India’s economy is likely to grow by 6.6 per cent in current fiscal and a gradual recovery is underway as there are encouraging signs that the country’s economic growth has bottomed out, Singapore’s banking group DBS said in its economic report today. The bank said that it is optimistic that the Indian economy will achieve a growth rate of over 7 per cent in fiscal 2019. “This growth will be on stabilisation in post-Goods and Services Tax activity helped by more fine-tuning measures, trickle-down benefits from the bank-recapitalisation efforts, a higher fiscal deficit target and stronger investment growth,” the report said. But for FY18, DBS cited the government’s advance projection of 6.5 per cent growth. But the bank sees an improvement in investments at 4.5 per cent in FY18 from 2.4 per cent in FY17.
Net trade balance is expected to remain adverse with imports at 10 per cent Year-on-Year (YoY) likely to outpace a 4.5 per cent increase in exports, according to DBS. While the real GDP numbers are not far from consensus, the Gross Value-Added (GVA) estimate is likely to be revised up modestly in subsequent readings. “We expect GDP growth to average 6.6 per cent and GVA 6.4 per cent in FY18,” said the bank.

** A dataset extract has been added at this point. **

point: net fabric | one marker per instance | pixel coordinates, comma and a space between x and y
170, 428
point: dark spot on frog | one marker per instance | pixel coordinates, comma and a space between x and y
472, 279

It said that there are encouraging signs that India’s economic growth has bottomed out and a gradual recovery is underway.
High-frequency data signal an improvement in the underlying trends, even if all engines are not firing away, it added. Consumption is on track to improve, which, along with better external demand, could support manufacturing and services. Investment growth has bottomed out, though recovery will be drawn-out due to legacy issues of high debt, which has translated into high bad loans with banks, the report said.
Supply-side forces are also on the mend, it added. Industrial sector data until October was weak, though has since improved into November-December.
Purchasing Managers’ Indexes (PMIs), core industries indices, and industrial production have fared well in Q3 FY18. The government has assumed weaker farm output this year, but a firmer-than-targeted Rabi output in the second half will push up annual production levels this year. Base effects will, however, temper the YoY growth pace, according to DBS.